After a few easy fixes, it seems the library is not using the
term "execution character set" at all.
That means we don't need to define it, or the term "execution encoding".
std::isalpha and friends do whatever they do in C.
That doesn't really help, there is an encoding assumed by these functions, not mentioning it won't make the issue go away!
Also, strcpy and other similar C functions don't really deal in
characters, they deal in code units (= integer values), and they
don't care for the character set at all. If you combine compile-time
literals with runtime values (e.g. typed from a keyboard or taken
from argc/argv), you get what you get (possibly nonsense if one is
EBCDIC and the other is ASCII, for example).
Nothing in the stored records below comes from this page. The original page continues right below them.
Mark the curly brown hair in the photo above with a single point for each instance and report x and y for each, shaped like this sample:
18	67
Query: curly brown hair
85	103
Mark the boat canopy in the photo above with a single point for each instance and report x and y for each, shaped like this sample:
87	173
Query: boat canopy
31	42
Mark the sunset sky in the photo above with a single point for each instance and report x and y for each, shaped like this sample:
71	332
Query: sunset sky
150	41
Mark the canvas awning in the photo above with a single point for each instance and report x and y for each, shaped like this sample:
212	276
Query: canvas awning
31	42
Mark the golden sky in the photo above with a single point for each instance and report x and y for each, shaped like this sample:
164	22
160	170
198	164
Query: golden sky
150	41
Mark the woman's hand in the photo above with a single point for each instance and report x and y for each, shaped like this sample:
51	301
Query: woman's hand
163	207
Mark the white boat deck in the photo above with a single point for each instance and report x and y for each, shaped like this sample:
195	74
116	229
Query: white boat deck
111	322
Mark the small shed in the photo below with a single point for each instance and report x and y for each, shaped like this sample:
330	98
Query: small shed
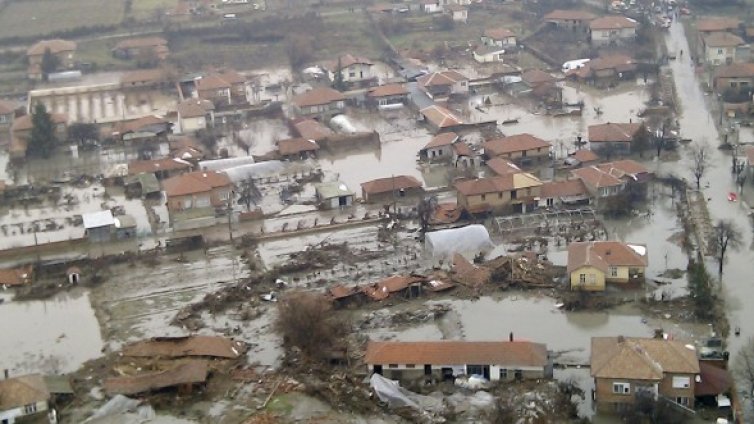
335	194
98	226
125	227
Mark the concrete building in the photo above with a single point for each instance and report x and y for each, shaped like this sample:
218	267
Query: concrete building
495	361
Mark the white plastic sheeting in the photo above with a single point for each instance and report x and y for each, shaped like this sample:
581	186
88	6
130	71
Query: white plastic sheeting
222	164
390	392
255	170
469	239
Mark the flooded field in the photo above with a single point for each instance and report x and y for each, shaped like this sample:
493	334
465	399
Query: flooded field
52	336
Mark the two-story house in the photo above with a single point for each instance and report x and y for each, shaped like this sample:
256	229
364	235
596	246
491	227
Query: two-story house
23	398
614	138
612	30
441	85
354	70
736	76
523	149
591	264
499	37
319	101
625	368
145	49
575	20
223	88
517	192
724	48
443	360
200	192
63	50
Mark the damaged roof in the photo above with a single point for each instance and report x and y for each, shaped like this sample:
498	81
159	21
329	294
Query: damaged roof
522	354
190	372
640	358
175	347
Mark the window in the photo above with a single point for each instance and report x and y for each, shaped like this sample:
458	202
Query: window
621	388
681	382
613	271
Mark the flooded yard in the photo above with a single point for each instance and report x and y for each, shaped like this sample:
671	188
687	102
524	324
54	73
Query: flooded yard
52	336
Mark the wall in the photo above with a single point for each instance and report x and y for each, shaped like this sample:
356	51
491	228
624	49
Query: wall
599	279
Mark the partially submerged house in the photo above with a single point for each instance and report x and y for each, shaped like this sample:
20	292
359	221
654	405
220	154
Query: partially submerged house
333	195
390	189
594	263
440	147
99	226
439	118
25	398
495	361
297	148
320	101
523	149
612	30
388	96
443	84
517	192
626	368
617	138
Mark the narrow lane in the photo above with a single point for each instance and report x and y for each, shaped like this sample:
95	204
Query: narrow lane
698	123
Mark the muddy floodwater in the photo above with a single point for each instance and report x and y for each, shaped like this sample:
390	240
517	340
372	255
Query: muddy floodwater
52	336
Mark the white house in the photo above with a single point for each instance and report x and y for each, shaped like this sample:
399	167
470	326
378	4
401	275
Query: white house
495	360
487	54
353	69
499	37
724	48
194	115
612	30
23	396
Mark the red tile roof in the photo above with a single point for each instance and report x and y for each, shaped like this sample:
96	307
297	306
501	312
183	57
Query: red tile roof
524	354
612	22
295	146
515	143
386	185
388	90
613	132
318	96
195	182
442	139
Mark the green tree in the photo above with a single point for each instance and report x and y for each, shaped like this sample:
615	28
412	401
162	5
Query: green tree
49	64
42	140
700	290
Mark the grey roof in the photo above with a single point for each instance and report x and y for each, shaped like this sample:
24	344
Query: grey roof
332	190
98	219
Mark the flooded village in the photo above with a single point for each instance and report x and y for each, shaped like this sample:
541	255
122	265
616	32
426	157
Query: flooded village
502	211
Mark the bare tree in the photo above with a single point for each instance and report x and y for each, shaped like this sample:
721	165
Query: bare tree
743	366
726	235
306	321
700	161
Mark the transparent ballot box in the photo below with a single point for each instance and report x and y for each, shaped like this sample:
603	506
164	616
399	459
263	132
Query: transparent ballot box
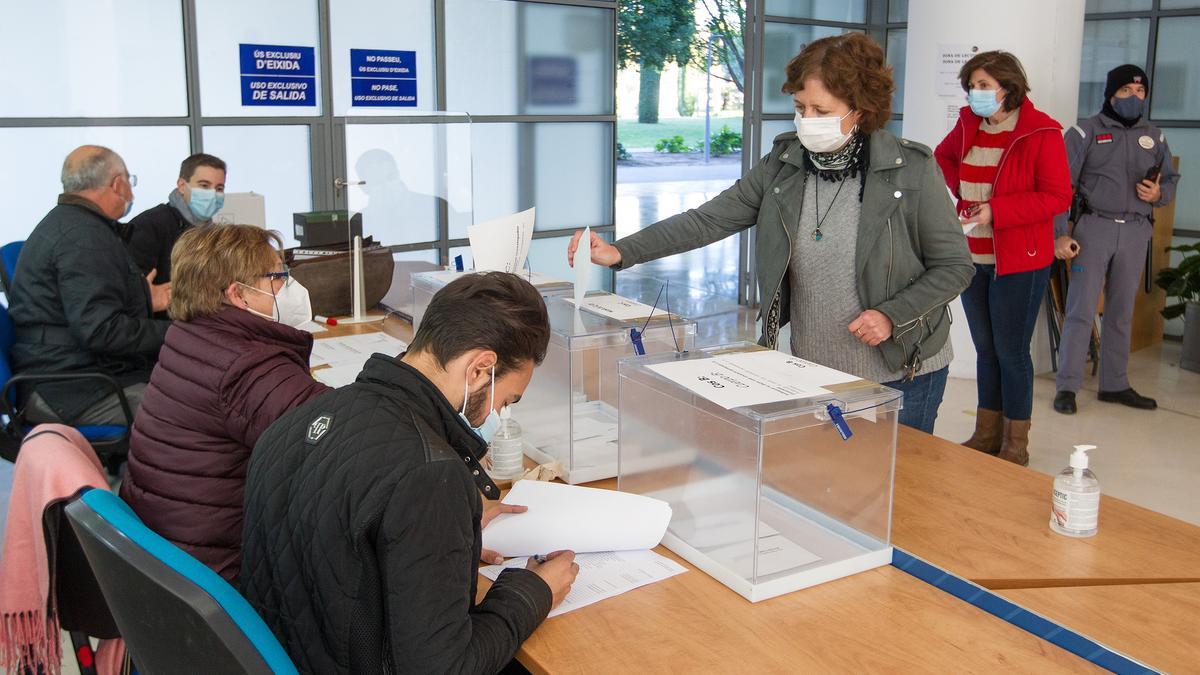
427	284
767	499
719	318
569	410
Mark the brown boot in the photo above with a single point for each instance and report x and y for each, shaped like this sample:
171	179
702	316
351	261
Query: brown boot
1015	447
989	431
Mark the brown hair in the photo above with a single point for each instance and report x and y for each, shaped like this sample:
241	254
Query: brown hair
208	258
853	69
1005	69
187	169
492	310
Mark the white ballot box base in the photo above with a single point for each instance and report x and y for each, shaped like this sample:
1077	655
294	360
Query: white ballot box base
594	448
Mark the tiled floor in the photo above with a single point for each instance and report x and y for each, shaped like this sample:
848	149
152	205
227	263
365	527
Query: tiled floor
1150	458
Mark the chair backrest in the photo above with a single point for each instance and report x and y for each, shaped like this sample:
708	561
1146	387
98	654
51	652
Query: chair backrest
174	614
7	336
9	255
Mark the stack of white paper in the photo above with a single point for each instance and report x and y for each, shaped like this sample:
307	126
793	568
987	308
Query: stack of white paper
577	519
346	356
502	244
604	575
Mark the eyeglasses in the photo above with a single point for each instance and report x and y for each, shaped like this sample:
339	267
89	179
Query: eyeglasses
274	275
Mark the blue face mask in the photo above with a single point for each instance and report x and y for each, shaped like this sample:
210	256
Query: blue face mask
492	423
983	102
204	203
1129	107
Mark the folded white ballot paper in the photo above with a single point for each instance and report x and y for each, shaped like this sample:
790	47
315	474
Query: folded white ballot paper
749	378
583	267
603	575
502	244
577	519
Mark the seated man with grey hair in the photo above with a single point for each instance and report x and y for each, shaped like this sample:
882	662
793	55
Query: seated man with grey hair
79	303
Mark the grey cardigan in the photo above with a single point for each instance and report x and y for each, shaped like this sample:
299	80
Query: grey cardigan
911	256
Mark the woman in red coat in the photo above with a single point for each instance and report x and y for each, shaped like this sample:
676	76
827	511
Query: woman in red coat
1007	165
229	366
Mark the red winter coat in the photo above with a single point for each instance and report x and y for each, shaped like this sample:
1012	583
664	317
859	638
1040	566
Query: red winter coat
1032	185
220	382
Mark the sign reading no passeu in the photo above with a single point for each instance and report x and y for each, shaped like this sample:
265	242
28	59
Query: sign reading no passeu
383	78
274	75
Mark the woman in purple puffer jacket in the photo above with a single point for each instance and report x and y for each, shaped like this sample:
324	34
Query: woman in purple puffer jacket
229	366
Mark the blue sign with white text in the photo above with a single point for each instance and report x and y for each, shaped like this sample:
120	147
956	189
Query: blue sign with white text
383	78
372	91
276	75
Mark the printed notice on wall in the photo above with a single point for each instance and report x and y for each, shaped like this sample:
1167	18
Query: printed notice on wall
951	59
274	75
383	78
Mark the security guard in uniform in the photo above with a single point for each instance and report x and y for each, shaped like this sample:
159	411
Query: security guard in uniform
1121	168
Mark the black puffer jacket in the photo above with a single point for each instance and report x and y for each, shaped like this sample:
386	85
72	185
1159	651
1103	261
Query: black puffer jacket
361	535
78	302
153	234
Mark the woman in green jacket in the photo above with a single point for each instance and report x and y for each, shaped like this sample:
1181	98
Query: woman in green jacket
857	240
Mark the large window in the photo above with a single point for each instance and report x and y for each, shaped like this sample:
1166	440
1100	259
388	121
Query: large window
787	25
1159	36
159	79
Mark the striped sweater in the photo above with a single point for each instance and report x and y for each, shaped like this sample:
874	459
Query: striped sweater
977	177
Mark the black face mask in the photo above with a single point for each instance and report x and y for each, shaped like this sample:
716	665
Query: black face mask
1114	114
1131	107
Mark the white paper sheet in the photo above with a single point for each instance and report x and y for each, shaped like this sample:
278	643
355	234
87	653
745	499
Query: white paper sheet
502	244
339	375
577	519
750	378
615	306
583	267
353	348
604	575
538	280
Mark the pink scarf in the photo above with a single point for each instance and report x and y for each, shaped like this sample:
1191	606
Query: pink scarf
51	467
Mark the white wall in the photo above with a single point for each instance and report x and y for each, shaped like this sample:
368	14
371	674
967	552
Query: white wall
1047	36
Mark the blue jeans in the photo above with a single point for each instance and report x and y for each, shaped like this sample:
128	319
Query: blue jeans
922	398
1001	312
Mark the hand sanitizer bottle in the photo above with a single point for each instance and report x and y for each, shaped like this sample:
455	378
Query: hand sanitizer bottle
508	448
1077	497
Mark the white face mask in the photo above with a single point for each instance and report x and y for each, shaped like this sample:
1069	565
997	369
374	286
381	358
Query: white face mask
291	305
822	135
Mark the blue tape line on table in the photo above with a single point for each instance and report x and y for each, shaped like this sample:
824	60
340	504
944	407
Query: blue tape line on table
1019	616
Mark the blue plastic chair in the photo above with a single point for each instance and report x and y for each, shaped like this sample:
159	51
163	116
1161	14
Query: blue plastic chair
107	438
9	255
174	614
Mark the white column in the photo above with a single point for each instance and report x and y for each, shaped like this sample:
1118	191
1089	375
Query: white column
1045	35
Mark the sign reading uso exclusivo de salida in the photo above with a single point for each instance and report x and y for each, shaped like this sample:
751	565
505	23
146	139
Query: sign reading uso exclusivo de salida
275	75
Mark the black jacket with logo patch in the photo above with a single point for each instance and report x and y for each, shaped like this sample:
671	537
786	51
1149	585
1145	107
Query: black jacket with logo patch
361	536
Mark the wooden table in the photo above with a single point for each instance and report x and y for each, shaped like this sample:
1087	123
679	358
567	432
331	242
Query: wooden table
882	620
987	520
1155	623
971	514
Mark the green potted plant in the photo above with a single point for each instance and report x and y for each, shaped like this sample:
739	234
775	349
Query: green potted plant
1182	281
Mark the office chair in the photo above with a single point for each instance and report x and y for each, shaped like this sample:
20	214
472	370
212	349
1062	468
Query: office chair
9	255
111	441
174	614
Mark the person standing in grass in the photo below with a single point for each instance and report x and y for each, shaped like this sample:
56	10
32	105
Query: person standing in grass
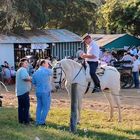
23	87
135	70
41	80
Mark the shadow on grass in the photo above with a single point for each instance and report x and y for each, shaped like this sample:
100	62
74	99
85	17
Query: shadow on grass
8	118
89	134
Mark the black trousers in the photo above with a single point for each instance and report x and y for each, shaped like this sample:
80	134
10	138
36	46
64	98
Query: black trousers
23	108
93	67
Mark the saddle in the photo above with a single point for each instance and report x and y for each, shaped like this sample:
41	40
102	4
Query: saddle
100	70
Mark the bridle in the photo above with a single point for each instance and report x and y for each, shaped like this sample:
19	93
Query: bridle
60	81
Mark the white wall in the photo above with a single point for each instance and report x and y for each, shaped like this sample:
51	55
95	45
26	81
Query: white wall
7	54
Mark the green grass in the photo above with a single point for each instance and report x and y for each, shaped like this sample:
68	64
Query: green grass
94	126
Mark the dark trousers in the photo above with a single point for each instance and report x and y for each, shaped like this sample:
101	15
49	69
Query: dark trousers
23	108
93	67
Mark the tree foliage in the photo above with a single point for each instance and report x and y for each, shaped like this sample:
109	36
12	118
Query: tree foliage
117	16
75	15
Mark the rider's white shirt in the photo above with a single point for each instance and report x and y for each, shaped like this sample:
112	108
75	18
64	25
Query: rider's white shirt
93	49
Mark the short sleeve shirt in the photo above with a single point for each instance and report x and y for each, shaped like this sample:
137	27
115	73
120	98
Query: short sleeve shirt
93	49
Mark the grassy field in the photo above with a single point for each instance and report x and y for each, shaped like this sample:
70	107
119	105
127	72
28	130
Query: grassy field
94	126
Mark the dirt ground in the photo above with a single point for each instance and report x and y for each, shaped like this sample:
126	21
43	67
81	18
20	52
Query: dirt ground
130	99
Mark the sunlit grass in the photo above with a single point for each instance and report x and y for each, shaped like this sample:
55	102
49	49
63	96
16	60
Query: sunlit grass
94	126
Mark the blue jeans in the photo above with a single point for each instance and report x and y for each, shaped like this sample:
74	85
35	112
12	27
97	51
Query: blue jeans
23	108
136	79
93	67
43	107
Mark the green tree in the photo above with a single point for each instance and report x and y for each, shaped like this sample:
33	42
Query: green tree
117	16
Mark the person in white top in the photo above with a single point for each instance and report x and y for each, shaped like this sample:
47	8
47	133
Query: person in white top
135	70
78	53
92	58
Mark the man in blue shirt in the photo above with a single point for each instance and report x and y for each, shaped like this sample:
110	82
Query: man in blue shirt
23	87
41	80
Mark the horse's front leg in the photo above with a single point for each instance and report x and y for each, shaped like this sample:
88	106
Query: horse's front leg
109	98
79	98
Sure, the classifications functions are utterly broken, I don't think that reason to ignore the issue
I don't think we should improve on this situation in a
core-language character set cleanup paper.
Well, I understand that LWG will have an opinion on changes to the library specification :)
But fixing the core language by removing the description of all encodings assumed at runtime seems to sweep a pretty important question under the rug!
I've updated my paper: https://wiki.edg.com/pub/Wg21telecons2021/SG16/charset.html
and I'm intending to submit it to the next mailing.